Edit: The autovacuuming is finally complete and the server is back to normal. Sorry about the disruption! The main takeaway is that deleting a lot of data can have an aftershock effect on the database that's difficult to control. Next time I'll simply slowly delete the data over time, which will allow the autovaccum process to keep up.
As mentioned on Twitter, a maintenance operation is in progress in Joplin Cloud and in the meantime the server will not perform at full capacity.
What happened is that over the past several days I've migrated all the items (notes, resources, etc.) to S3 - that was a massive migration with over 200 GB of data and millions of items, but it all went very well without having to stop the service, and I don't think anyone even noticed.
So that went well, and today I thought I'll do the easy part which is to delete the now duplicate items (since they are on S3) from the database. Initially it went well but eventually it started slowing down, and even after stopping the deletion and restarting the service, the database was still working hard at 100% CPU.
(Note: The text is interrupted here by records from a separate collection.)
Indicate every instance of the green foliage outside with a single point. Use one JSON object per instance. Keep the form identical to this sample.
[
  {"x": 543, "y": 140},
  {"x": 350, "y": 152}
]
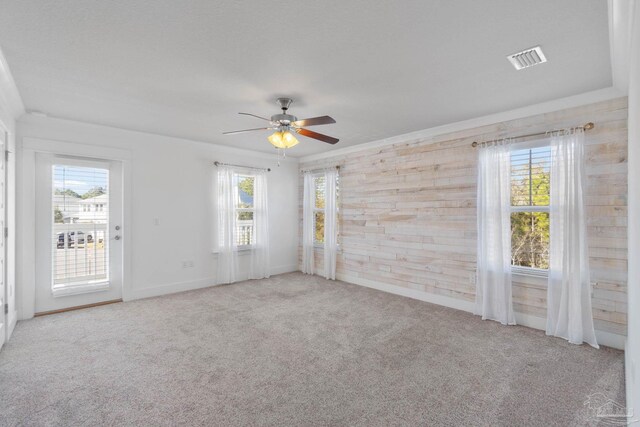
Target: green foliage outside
[
  {"x": 67, "y": 192},
  {"x": 246, "y": 184},
  {"x": 530, "y": 230},
  {"x": 319, "y": 204}
]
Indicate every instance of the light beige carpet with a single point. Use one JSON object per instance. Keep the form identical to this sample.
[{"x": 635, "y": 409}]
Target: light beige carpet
[{"x": 294, "y": 350}]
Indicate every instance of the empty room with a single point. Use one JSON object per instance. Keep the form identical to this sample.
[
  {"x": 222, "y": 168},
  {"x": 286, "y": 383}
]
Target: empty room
[{"x": 340, "y": 213}]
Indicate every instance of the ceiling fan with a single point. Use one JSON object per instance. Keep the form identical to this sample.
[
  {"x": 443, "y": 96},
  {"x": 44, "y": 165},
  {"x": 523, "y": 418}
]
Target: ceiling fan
[{"x": 284, "y": 124}]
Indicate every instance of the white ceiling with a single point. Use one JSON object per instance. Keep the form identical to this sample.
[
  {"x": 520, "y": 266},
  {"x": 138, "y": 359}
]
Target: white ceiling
[{"x": 380, "y": 68}]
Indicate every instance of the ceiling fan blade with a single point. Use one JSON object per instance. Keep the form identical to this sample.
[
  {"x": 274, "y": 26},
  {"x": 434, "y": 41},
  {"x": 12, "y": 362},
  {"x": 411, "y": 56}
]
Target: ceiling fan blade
[
  {"x": 253, "y": 115},
  {"x": 318, "y": 136},
  {"x": 244, "y": 130},
  {"x": 322, "y": 120}
]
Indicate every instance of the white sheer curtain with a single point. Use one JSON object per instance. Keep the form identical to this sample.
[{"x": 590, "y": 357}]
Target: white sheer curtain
[
  {"x": 493, "y": 286},
  {"x": 228, "y": 254},
  {"x": 330, "y": 224},
  {"x": 568, "y": 293},
  {"x": 308, "y": 202},
  {"x": 259, "y": 264}
]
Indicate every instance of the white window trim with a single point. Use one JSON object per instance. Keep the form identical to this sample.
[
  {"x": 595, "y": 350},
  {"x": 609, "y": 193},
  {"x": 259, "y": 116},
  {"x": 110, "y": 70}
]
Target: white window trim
[
  {"x": 252, "y": 209},
  {"x": 517, "y": 269},
  {"x": 316, "y": 244}
]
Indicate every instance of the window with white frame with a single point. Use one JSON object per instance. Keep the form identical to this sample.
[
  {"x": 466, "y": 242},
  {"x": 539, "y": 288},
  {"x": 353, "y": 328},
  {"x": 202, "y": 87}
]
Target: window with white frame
[
  {"x": 244, "y": 209},
  {"x": 319, "y": 208},
  {"x": 530, "y": 192}
]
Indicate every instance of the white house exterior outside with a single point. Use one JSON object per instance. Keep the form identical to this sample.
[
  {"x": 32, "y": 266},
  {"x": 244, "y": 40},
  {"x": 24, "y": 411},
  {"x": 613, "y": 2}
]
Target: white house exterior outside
[{"x": 77, "y": 210}]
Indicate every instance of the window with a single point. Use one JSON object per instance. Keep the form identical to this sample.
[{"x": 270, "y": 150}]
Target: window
[
  {"x": 79, "y": 242},
  {"x": 319, "y": 206},
  {"x": 318, "y": 209},
  {"x": 530, "y": 184},
  {"x": 245, "y": 209}
]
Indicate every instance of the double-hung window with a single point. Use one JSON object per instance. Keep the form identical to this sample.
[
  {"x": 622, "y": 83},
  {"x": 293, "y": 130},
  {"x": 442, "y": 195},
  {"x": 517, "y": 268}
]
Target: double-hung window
[
  {"x": 319, "y": 206},
  {"x": 244, "y": 186},
  {"x": 318, "y": 209},
  {"x": 530, "y": 186}
]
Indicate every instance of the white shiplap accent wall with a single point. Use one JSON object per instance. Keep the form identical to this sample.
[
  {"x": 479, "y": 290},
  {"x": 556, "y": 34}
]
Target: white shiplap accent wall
[{"x": 408, "y": 215}]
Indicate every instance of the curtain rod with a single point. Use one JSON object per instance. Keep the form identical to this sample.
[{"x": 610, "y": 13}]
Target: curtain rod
[
  {"x": 217, "y": 163},
  {"x": 587, "y": 126},
  {"x": 319, "y": 169}
]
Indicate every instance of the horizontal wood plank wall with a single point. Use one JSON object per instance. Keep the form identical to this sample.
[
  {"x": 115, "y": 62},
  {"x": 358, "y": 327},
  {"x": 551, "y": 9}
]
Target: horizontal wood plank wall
[{"x": 408, "y": 212}]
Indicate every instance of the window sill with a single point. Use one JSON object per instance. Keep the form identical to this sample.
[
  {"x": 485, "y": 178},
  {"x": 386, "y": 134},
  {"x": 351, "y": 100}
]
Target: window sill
[
  {"x": 534, "y": 273},
  {"x": 241, "y": 250},
  {"x": 321, "y": 248},
  {"x": 84, "y": 288}
]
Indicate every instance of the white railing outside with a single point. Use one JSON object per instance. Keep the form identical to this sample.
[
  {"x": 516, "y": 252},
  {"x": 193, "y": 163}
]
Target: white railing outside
[{"x": 79, "y": 254}]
What I've then discovered is that the Postgres autovaccuum process couldn't keep up with the deletions and as a result has been working hard on the database for the past few hours.
I've now stopped deleting items so that Postgres can finish vaccuming, but it's taking a long time. I estimate it's about 40% done now, so it may take up to 2-3 more hours before it's fully done. In the meantime the service will unfortunately be slower and certain requests might fail - although despite the occasional failures, no data is being lost of course and your applications will simply retry later if sync fails.
I didn't expect that. I thought the hard part was done but that autovaccuming thing caught me by surprise and there's no easy way to stop it. So it's best to just let it finish and I'll investigate later how to delete the remaining data without this issue happening again.
I'll provide an update later on. Again apologies for any inconvenience!